(03) 5968 3666

Pool and Spa Regulations

1 July 2020 | Community
Pool and Spa Regulations

The State Government introduced new regulations in December 2019 to make swimming pools and spas safer to prevent young children from drowning.

The regulations apply to pools and spas capable of holding water over 30cm in depth.  If you own such a pool or spa you must register it with your local council by 1 November 2020.

If you do not register your pool or spa by 1 November 2020 you may face an on-the-spot fine of approximately $330, or a penalty of up to $1,652.20.

Once you have registered your pool or spa the council will send you a letter confirming registration and advising you of the barrier standard which is applicable to your pool or spa.  The barrier standard which is applicable to your pool or spa will be the barrier standard that applied at the date your pool or spa was constructed.

After receiving the council’s letter you will need to arrange an inspection of the safety barrier to determine if it is compliant with the applicable barrier standard.  The inspection must be carried out by either –

  • a registered building surveyor;
  • a registered building inspector; or
  • a municipal building surveyor.

If the inspector determines that your safety barrier complies with the applicable barrier standard, they will issue a certificate of barrier compliance.  You must lodge this certificate with council within 30 days of its receipt.  The deadline dates for lodging this certificate depend upon the date the pool or spa was constructed.

For pools and spas constructed before 1 November 2020 the deadline dates are as follows –

Pool/Spa Construction Date                  Compliance Certificate must be lodged by

On or before 30 June 1994                            1 November 2021

From 1 July 1994 until 30 April 2010           1 November 2022

From 1 May 2010 until 31 October 2020     1 November 2023

If the inspector determines that your safety barrier is not compliant, the inspector may issue a certificate of barrier non-compliance or a written notice specifying –

  • the matters which must be addressed to bring the barrier into compliance;
  • the period in which the barrier must be made compliant (within a maximum of 60 days); and
  • the date and time they intend to reinspect the barrier.

A certificate of barrier compliance is only valid for 30 days after it is issued.  It must be lodged with the council within this period.

If the certificate is not lodged within 30 days, a new inspection must be carried out and a new certificate issued and lodged with council.

If you do not lodge a certificate of compliance by the relevant deadline date, you may face an on-the-spot fine of approximately $330 or a penalty of up to $1,652.20.

IMPLICATIONS FOR VENDORS

 The general consensus in the profession is that –

(a)       the registration or non-registration of a pool or spa; or

(b)       the existence or non-existence of a certificate of barrier compliance,

is not the type of matter which requires compulsory disclosure in a section 32 statement.  However, if, having registered your pool or spa, an inspector issues a certificate of barrier non-compliance or a notice specifying the matters which must be addressed to bring the barrier into compliance, any such certificate or notice would have to be disclosed in the section 32 statement.

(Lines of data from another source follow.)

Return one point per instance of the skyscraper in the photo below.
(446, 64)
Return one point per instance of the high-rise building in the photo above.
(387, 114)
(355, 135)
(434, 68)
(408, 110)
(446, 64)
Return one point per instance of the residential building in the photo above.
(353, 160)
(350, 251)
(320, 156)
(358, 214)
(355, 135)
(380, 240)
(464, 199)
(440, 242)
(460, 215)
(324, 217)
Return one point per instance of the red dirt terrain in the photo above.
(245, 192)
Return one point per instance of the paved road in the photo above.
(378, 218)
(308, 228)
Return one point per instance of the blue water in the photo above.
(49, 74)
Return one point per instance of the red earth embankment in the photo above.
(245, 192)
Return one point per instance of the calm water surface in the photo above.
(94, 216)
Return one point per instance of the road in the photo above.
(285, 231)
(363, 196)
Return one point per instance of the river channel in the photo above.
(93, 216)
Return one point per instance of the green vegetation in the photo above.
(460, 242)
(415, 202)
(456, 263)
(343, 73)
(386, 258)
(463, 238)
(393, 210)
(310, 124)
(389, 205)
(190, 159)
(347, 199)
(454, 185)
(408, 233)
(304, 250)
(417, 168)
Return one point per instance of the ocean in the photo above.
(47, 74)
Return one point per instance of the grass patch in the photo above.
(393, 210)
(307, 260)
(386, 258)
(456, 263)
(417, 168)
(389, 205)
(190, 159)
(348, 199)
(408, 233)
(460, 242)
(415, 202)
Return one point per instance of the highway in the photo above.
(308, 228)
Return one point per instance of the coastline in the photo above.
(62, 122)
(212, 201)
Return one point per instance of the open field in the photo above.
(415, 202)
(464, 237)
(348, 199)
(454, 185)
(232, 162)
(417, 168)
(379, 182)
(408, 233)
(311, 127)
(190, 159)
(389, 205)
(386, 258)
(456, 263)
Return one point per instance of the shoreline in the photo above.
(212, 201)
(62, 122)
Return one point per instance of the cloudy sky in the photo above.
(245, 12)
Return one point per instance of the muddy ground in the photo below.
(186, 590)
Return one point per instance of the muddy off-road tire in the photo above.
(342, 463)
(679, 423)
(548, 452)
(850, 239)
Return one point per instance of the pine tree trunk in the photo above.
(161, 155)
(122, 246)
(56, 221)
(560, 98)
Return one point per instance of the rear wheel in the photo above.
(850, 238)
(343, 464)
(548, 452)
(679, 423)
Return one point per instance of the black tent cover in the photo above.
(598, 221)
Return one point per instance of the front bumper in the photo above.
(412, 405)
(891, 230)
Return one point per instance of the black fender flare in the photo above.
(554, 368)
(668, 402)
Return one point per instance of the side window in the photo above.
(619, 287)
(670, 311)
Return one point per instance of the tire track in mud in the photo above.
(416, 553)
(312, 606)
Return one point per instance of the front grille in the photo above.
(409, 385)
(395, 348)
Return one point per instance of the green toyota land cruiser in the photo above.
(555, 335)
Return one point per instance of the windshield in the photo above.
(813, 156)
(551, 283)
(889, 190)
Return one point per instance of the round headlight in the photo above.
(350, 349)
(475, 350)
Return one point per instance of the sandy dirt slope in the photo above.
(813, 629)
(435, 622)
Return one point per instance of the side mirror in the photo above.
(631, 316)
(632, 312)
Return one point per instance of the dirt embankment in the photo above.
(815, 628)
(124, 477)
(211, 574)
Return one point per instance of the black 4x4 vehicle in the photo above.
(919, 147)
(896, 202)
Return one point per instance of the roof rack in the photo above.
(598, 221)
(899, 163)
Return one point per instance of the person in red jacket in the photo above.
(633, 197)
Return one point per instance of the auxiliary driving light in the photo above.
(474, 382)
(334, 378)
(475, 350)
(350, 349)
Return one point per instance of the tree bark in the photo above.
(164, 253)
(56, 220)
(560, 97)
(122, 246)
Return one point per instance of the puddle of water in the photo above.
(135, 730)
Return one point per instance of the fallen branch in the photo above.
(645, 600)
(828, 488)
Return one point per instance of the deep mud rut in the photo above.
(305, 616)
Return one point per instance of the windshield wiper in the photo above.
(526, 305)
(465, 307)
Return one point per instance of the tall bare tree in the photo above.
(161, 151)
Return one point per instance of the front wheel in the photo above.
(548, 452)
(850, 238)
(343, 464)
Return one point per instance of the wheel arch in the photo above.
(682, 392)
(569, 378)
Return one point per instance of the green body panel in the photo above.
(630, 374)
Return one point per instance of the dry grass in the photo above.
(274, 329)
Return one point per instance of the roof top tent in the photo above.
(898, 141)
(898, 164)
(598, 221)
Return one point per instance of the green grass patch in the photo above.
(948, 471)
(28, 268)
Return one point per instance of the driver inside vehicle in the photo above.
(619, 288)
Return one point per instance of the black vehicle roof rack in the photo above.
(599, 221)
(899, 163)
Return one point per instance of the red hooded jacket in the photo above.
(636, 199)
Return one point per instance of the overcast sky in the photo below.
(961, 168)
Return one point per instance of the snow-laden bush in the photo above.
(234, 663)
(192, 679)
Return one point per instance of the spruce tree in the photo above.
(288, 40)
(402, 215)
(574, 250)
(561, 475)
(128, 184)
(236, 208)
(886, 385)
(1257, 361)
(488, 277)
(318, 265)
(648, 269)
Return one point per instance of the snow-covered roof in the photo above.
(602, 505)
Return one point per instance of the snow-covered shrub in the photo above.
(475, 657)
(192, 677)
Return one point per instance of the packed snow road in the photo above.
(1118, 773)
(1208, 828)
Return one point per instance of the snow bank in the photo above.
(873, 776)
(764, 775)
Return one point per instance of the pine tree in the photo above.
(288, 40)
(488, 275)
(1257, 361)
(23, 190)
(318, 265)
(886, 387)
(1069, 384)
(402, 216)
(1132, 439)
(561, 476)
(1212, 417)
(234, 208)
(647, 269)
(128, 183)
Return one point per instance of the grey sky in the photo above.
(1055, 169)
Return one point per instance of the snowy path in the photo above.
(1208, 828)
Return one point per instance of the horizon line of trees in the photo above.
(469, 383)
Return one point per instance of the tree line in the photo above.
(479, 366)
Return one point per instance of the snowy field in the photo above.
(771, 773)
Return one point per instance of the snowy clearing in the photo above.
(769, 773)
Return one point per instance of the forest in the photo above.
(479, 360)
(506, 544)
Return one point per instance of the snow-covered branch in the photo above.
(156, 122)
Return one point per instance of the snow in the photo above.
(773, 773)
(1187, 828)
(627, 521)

In addition, you must be aware of the provisions of section 12(d) of the Sale of Land Act.  This section makes it an offence for any person with the intention of inducing any person to buy land to make or publish any statement promise or forecast which he knows to be misleading or deceptive or to knowingly conceal any material facts or recklessly make any statement or forecast which is misleading or deceptive.

The status of the pool or spa may well be a material fact and if your advertising material incorrectly stated, or gave the impression, that the pool or spa was compliant in all respects, this may constitute an offence under section 12(d), exposing you to a penalty of not more than approximately $19,800 or up to 12 months’ imprisonment, and enabling the purchaser to claim compensation for any loss it suffers as a result of the breach of section 12.

If you are selling a property that contains a pool or spa covered by the regulations we recommend that you discuss the status of the pool or spa with us and that a special condition be inserted in the contract dealing with who is responsible for the registration of the pool or spa with council, and who is responsible for obtaining the certificate of barrier compliance.

IMPLICATIONS FOR PURCHASERS

If you are considering purchasing a property with a pool or spa covered by the regulations, we recommend that you discuss the status of the pool or spa with us prior to signing the contract.  We would recommend inserting a special condition in the contract making it conditional upon the vendor registering the pool or spa and providing a certificate of barrier compliance prior to the settlement.  If the certificate cannot be obtained by the settlement, the special condition would require the vendor to pay all costs in obtaining the certificate with an appropriate amount being withheld at settlement to ensure vendor compliance.

A special condition along these lines is extremely important as in the absence of misleading conduct or misleading advertising material, a purchaser will be responsible for obtaining the barrier compliance certificate and for all costs associated with bringing the pool or spa up to a compliant condition.